They lost two wickets in the first over and, although Jonathan Trott (52) and Ravi Bopara (60) put on 99, England were all out for 171 in the 46th over.
South Africa appeared to be coasting in reply at 124-3 but lost four wickets for three runs in five overs.
Stuart Broad then took two wickets in four balls to finish with 4-15 as South Africa fell for 165 with 14 balls left.
After 676 runs in a tie against India, followed by defeat after the fastest World Cup century against Ireland, it seemed as if this encounter would be less eventful for England but for many it was the match of the tournament thus far.
Their plan to put runs on the board on a crumbling surface more reminiscent of a four-day-old Test match pitch was soon left in tatters after a destructive opening over bowled by left-arm spinner Robin Peterson, who had taken a modest 26 wickets in his previous 42 internationals.
In truth England misjudged the amount of turn in the wicket. Andrew Strauss tried to stamp his authority on the game early on but succeeded only in lofting the third ball of the match straight to deep mid-wicket.
Kevin Pietersen, who has been tormented by slow left-arm bowlers in recent years, tentatively edged one that turned appreciably and was caught low at slip. Once England's main source of runs, Pietersen has not scored a one-day century since November 2008, and in 27 innings since averages only 23.
Trott was left with the formidable task of picking up the innings, which became even more arduous after Ian Bell was deceived in flight by Peterson and the bowler superbly took a looping catch while diving to his left, making it 15-3 in the fifth over.

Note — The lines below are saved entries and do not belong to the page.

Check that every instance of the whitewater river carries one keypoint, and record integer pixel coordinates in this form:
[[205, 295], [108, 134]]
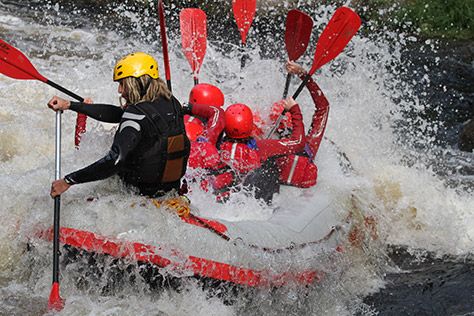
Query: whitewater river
[[382, 159]]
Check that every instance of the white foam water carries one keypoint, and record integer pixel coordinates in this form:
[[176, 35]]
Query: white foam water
[[410, 204]]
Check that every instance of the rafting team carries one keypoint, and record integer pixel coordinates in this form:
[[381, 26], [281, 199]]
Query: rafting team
[[158, 138]]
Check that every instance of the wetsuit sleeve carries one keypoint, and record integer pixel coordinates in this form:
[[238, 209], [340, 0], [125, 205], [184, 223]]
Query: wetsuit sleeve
[[285, 146], [102, 112], [215, 121], [320, 116], [125, 141]]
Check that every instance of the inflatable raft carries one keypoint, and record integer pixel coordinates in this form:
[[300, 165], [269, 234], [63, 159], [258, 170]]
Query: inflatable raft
[[282, 250]]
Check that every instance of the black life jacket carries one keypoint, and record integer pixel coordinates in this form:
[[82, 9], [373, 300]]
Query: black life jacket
[[163, 155]]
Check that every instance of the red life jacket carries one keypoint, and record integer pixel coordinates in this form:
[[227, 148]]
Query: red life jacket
[[203, 155], [298, 171]]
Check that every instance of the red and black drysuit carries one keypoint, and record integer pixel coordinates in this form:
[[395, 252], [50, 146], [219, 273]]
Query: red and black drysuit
[[244, 161], [140, 153]]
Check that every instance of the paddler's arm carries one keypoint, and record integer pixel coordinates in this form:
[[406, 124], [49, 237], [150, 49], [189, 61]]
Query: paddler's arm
[[102, 112], [285, 146], [125, 141], [321, 104]]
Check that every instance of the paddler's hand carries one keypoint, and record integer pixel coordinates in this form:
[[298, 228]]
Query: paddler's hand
[[88, 101], [294, 68], [59, 187], [57, 103], [289, 103]]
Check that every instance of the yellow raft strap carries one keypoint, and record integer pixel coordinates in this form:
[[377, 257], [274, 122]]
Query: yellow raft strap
[[180, 205]]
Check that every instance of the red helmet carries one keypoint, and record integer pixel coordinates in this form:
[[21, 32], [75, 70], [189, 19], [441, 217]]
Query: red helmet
[[205, 93], [238, 121], [275, 111]]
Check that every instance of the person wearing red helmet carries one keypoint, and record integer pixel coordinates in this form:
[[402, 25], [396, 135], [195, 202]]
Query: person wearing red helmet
[[252, 162], [204, 124], [202, 93], [299, 169]]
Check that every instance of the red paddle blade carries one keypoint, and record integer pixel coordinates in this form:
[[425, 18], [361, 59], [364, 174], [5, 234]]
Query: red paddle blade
[[193, 24], [164, 42], [339, 31], [244, 12], [15, 65], [56, 303], [298, 31]]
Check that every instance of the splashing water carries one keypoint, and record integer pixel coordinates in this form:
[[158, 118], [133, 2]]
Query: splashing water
[[387, 173]]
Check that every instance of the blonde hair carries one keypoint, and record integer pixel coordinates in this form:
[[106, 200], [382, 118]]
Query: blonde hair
[[156, 89]]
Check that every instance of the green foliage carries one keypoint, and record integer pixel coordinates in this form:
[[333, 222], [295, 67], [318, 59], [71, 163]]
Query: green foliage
[[437, 17]]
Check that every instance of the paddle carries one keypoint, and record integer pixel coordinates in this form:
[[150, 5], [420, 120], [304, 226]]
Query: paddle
[[244, 12], [297, 34], [15, 65], [334, 38], [193, 24], [164, 43], [56, 303]]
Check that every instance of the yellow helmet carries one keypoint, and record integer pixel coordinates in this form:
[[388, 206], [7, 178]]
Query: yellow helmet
[[136, 65]]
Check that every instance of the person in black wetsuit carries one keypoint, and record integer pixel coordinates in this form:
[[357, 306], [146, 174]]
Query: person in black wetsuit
[[150, 149]]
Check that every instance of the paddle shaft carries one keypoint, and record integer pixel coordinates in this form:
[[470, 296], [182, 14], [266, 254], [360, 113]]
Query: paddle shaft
[[57, 200], [297, 34], [64, 90], [206, 225], [287, 86]]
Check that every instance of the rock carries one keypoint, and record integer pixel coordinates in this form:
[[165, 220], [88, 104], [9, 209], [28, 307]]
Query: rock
[[466, 140]]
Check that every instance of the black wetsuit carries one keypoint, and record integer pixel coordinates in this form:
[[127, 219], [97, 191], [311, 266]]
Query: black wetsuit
[[129, 156]]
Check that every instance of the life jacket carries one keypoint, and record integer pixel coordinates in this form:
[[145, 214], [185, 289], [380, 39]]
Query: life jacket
[[237, 159], [240, 157], [162, 158], [297, 170]]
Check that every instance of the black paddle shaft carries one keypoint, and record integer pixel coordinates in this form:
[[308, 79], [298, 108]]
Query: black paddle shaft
[[64, 90]]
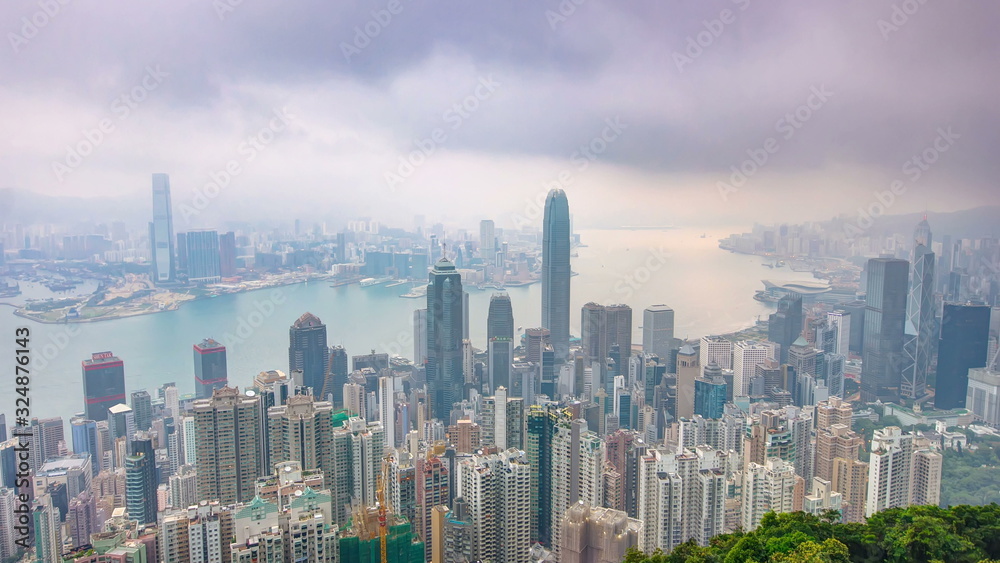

Surprisingly Peterson was taken out of the attack having taken 3-4 from four overs and England briefly found seam less threatening, although runs did not flow freely, the 50 arriving in the 14th over as Bopara guided only the third boundary.
Trott was reprieved on 20 after an lbw decision was successfully reviewed, and when Bopara skipped down the pitch to launch JP Duminy down the ground for six the green shoots of recovery were beginning to appear at 97-3 after 25 overs.
Both players reached 50 from 87 balls but Trott, having been dropped in the deep three balls previously, was superbly caught and bowled by leg-spinner Imran Tahir to his left.
Paceman Morne Morkel found some movement to take Matt Prior's edge, then beat Bopara with one that kept low four overs later and aside from a few boundaries from Graeme Swann the innings wound down to a slow and painful death.
Tahir again underlined his value to the shape of the South African team by exploiting the limitations of England's lower middle order and taking his tournament wicket tally to 11.
One of those, Michael Yardy, who made a painful three from 17 balls with the bat, was given the chance to redeem himself by opening the bowling as England sought to turn the tables on South Africa.
Instead South Africa had progressed comfortably to 29-0 after six overs by the time the more dangerous spinning option, Swann, was introduced.
Swann immediately caused problems and bowled some stunning deliveries, the ball jagging away dramatically from left-hander Graeme Smith (22) and eventually he was rewarded when after a lengthy review third umpire Asoka de Silva decided there was slight contact with the glove.
Only 109 were needed when Kallis, a man with more than 11,000 runs in ODIs to his name, strode out and he promptly reduced that requirement by four with an imperious on-drive to the boundary first ball.
Broad nipped one back to dislodge Hashim Amla and had Kallis caught low by Prior - but it seemed little more than making the margin of defeat more respectable.
With only 48 required James Anderson struck. He bowled the in-form AB de Villiers when a fine delivery moved away and just clipped the bails before Francois du Plessis (17) left his ground pushing forward and was run out as Ian Bell flicked the ball back to Prior from short-leg.
For a while it was all England - Anderson uprooted Duminy's off-stump and South Africa seemed incapable of scoring a run, their reputation of crumbling under pressure intensifying as a flat-footed Peterson edged Yardy into Prior's gloves.
Dale Steyn hit two boundaries in his first two overs at the crease and appeared to have restored calm in a stand of 33 with Morne van Wyk, but the latter then played on to his stumps.
But after Bresnan returned to pick up the eighth wicket it was left to Broad, back to fitness after a winter decimated by injury and illness, to apply the finishing touches to a memorable match.
The man who took four for eight in 21 balls against Australia in 2009, trapped Steyn plumb lbw pushing forward and had Morkel caught behind.